04:05 Consent to the multi-tenanted app to create service principal in 2nd tenant
07:09 Assign Contributor permission to the service principal
09:20 Create VNet peering using Azure PowerShell
14:21 Login using Azure CLI to obtain access tokens
17:25 Create VNet peering using Azure Resource Manager API in Postman

Update November 27, 2018: At 14:21 in the video above I mentioned that Azure CLI version 2.0.50 does not work properly with multi-tenanted service principals across tenant. As of November 27, Azure CLI team fixed the bug via Pull Request #7916 and future Azure CLI versions 2.0.52 and later will work properly.
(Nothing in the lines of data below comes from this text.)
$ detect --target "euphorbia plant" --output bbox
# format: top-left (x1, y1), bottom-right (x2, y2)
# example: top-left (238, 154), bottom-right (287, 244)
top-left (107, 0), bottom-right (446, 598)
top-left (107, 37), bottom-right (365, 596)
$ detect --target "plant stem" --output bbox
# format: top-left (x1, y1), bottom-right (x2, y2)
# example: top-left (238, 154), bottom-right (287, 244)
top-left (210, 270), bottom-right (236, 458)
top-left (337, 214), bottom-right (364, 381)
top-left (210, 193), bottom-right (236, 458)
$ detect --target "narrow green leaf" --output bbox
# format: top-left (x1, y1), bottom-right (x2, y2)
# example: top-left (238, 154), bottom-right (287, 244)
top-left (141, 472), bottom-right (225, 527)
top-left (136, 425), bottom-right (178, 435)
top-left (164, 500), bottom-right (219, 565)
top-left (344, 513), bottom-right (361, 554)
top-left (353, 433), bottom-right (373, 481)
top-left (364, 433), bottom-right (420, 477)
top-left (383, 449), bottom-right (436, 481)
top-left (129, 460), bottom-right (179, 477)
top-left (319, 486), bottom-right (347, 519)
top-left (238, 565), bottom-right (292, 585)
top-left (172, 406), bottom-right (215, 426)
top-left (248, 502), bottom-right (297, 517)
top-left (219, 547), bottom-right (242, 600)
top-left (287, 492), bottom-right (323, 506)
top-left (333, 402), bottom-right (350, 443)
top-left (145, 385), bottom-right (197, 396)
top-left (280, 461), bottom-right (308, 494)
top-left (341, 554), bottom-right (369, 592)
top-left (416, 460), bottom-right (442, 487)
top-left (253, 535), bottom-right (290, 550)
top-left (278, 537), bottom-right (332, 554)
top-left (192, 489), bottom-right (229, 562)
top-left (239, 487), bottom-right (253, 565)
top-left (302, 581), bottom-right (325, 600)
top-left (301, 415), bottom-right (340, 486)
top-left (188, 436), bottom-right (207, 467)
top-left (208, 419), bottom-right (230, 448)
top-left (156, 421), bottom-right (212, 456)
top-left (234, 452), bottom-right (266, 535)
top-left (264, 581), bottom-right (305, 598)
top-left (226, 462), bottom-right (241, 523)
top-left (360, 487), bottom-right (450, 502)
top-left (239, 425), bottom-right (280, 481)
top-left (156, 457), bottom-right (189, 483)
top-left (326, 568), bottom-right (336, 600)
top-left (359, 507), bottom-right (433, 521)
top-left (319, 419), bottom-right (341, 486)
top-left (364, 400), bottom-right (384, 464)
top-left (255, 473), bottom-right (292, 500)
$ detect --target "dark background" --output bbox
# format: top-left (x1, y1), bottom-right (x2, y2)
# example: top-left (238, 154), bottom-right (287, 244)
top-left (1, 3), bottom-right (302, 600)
I tested just now using Docker image latest dev azure-cli build “docker run — it azuresdk/azure-cli-python:dev.

In the 1st Azure AD tenant, create Azure AD application and set its Settings->Properties for multi-tenanted = Yes.
Record application id (client_id) and key (client_secret).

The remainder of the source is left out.